Solithromycin demonstrated the highest potency against all L. pneumophila isolates, displaying lower MIC values (≤0.015 to 0.0625 μg/ml) than AZM (≤0.0625 to 2 μg/ml) (Fig. 2). In other words, 99% of the isolates had solithromycin MICs of ≤0.031 μg/ml (only 2 isolates showed MICs of 0.0625 μg/ml), whereas 83.6% of the isolates had AZM MICs ranging from ≤0.0625 μg/ml to 0.25 μg/ml (Fig. 2). Solithromycin had an MIC50 of ≤0.015 μg/ml and an MIC90 of 0.031 μg/ml, making its activity at least 8-fold to 32-fold higher than that of AZM (MIC50, 0.125 μg/ml, and MIC90, 1 μg/ml) (Fig. 2).

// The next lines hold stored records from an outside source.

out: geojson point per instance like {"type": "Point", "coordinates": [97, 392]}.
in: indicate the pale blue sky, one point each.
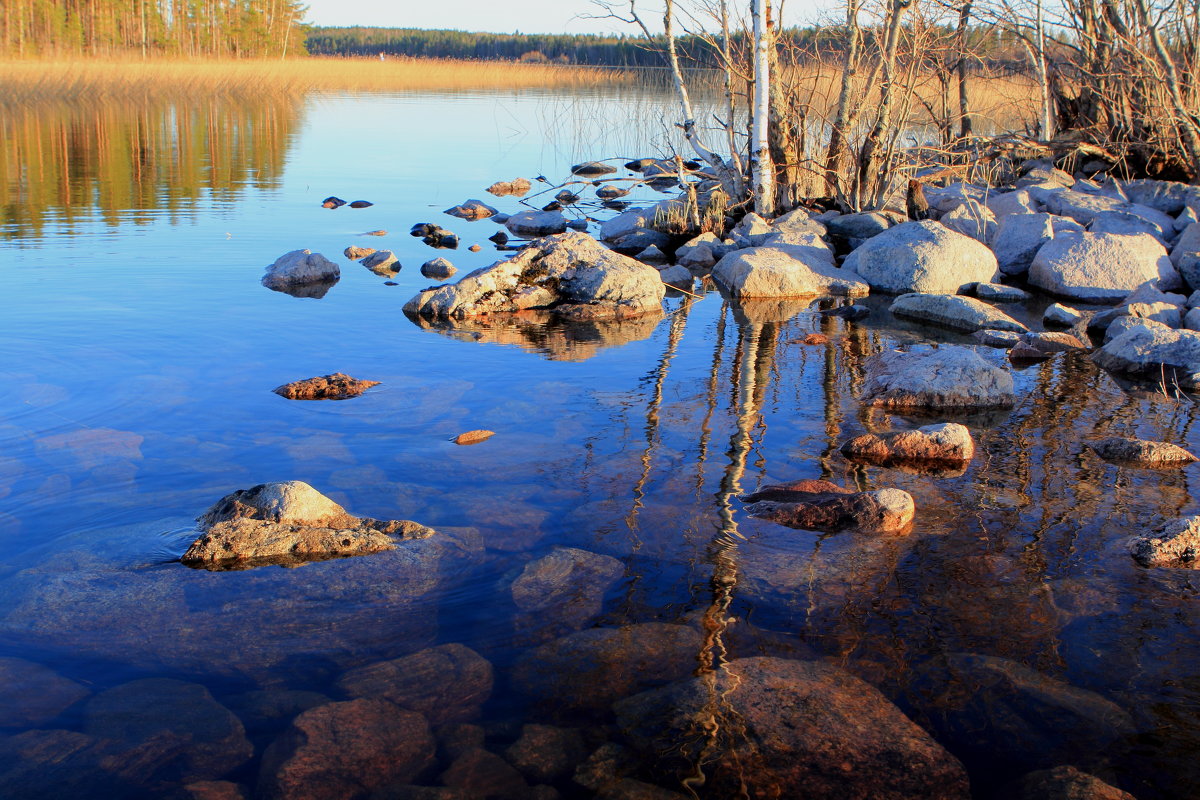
{"type": "Point", "coordinates": [527, 16]}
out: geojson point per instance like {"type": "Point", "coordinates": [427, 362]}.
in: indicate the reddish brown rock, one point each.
{"type": "Point", "coordinates": [335, 386]}
{"type": "Point", "coordinates": [1067, 783]}
{"type": "Point", "coordinates": [346, 750]}
{"type": "Point", "coordinates": [790, 729]}
{"type": "Point", "coordinates": [947, 444]}
{"type": "Point", "coordinates": [473, 437]}
{"type": "Point", "coordinates": [821, 505]}
{"type": "Point", "coordinates": [445, 684]}
{"type": "Point", "coordinates": [1141, 452]}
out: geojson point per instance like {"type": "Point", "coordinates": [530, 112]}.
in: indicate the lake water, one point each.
{"type": "Point", "coordinates": [138, 353]}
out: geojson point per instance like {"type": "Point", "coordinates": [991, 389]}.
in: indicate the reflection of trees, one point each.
{"type": "Point", "coordinates": [70, 163]}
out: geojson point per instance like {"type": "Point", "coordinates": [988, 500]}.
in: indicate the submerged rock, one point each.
{"type": "Point", "coordinates": [517, 186]}
{"type": "Point", "coordinates": [955, 312]}
{"type": "Point", "coordinates": [1067, 783]}
{"type": "Point", "coordinates": [334, 386]}
{"type": "Point", "coordinates": [346, 750]}
{"type": "Point", "coordinates": [564, 590]}
{"type": "Point", "coordinates": [298, 269]}
{"type": "Point", "coordinates": [821, 505]}
{"type": "Point", "coordinates": [444, 684]}
{"type": "Point", "coordinates": [207, 739]}
{"type": "Point", "coordinates": [922, 257]}
{"type": "Point", "coordinates": [1143, 452]}
{"type": "Point", "coordinates": [946, 444]}
{"type": "Point", "coordinates": [33, 695]}
{"type": "Point", "coordinates": [472, 210]}
{"type": "Point", "coordinates": [529, 224]}
{"type": "Point", "coordinates": [570, 274]}
{"type": "Point", "coordinates": [790, 729]}
{"type": "Point", "coordinates": [587, 671]}
{"type": "Point", "coordinates": [786, 271]}
{"type": "Point", "coordinates": [287, 524]}
{"type": "Point", "coordinates": [1176, 543]}
{"type": "Point", "coordinates": [949, 378]}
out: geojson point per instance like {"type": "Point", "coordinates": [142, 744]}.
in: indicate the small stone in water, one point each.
{"type": "Point", "coordinates": [472, 437]}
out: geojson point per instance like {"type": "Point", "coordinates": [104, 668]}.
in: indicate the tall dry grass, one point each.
{"type": "Point", "coordinates": [133, 79]}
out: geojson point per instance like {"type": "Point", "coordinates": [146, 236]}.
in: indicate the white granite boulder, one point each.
{"type": "Point", "coordinates": [949, 378]}
{"type": "Point", "coordinates": [924, 257]}
{"type": "Point", "coordinates": [1102, 268]}
{"type": "Point", "coordinates": [955, 312]}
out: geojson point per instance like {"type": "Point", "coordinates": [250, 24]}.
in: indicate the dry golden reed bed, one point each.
{"type": "Point", "coordinates": [51, 79]}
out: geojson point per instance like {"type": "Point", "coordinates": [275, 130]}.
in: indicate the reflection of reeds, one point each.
{"type": "Point", "coordinates": [31, 80]}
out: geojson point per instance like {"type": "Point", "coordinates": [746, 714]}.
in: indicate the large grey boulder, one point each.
{"type": "Point", "coordinates": [571, 275]}
{"type": "Point", "coordinates": [809, 729]}
{"type": "Point", "coordinates": [1155, 352]}
{"type": "Point", "coordinates": [955, 312]}
{"type": "Point", "coordinates": [949, 378]}
{"type": "Point", "coordinates": [1019, 236]}
{"type": "Point", "coordinates": [300, 268]}
{"type": "Point", "coordinates": [1102, 268]}
{"type": "Point", "coordinates": [287, 524]}
{"type": "Point", "coordinates": [786, 271]}
{"type": "Point", "coordinates": [924, 257]}
{"type": "Point", "coordinates": [535, 223]}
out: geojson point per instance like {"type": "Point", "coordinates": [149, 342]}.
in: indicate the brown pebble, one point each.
{"type": "Point", "coordinates": [472, 437]}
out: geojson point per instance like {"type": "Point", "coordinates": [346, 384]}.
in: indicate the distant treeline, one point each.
{"type": "Point", "coordinates": [221, 28]}
{"type": "Point", "coordinates": [593, 49]}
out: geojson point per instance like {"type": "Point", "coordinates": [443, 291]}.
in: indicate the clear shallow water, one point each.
{"type": "Point", "coordinates": [138, 353]}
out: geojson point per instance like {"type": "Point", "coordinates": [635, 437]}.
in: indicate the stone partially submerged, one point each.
{"type": "Point", "coordinates": [803, 729]}
{"type": "Point", "coordinates": [948, 444]}
{"type": "Point", "coordinates": [571, 275]}
{"type": "Point", "coordinates": [786, 271]}
{"type": "Point", "coordinates": [1176, 543]}
{"type": "Point", "coordinates": [821, 505]}
{"type": "Point", "coordinates": [288, 524]}
{"type": "Point", "coordinates": [1141, 452]}
{"type": "Point", "coordinates": [955, 312]}
{"type": "Point", "coordinates": [949, 378]}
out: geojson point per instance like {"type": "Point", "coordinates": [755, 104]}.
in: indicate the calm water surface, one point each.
{"type": "Point", "coordinates": [138, 352]}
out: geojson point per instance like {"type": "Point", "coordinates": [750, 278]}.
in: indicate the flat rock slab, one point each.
{"type": "Point", "coordinates": [924, 257]}
{"type": "Point", "coordinates": [804, 729]}
{"type": "Point", "coordinates": [786, 271]}
{"type": "Point", "coordinates": [288, 524]}
{"type": "Point", "coordinates": [571, 275]}
{"type": "Point", "coordinates": [1176, 543]}
{"type": "Point", "coordinates": [949, 378]}
{"type": "Point", "coordinates": [946, 444]}
{"type": "Point", "coordinates": [821, 505]}
{"type": "Point", "coordinates": [955, 312]}
{"type": "Point", "coordinates": [335, 386]}
{"type": "Point", "coordinates": [1141, 452]}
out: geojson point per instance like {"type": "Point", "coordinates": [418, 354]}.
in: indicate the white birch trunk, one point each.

Association between STs and MICs.
To evaluate a possible correlation between the MICs and the molecular-typing profiles of the Ontario Lp1 isolates, we performed a phylogenetic cluster analysis combining the susceptibility profiles with the previously reported sequence-based types of all isolates (19). Categorical clustering analysis of Lp1 based on STs showed that a large clonal group, including ST1 and ST52 isolates, was associated with the highest AZM MICs from our collection (Fig. 3A). Among the isolates of this clonal group, 93.7% of ST1 isolates showed MICs for AZM ranging from 0.5 to 2 μg/ml. In addition, the only isolate with ST52 showed an AZM MIC of 1 μg/ml (Fig. 3A). In contrast, isolates from this clonal group did not show solithromycin MICs higher than 0.031 μg/ml (Fig. 3B).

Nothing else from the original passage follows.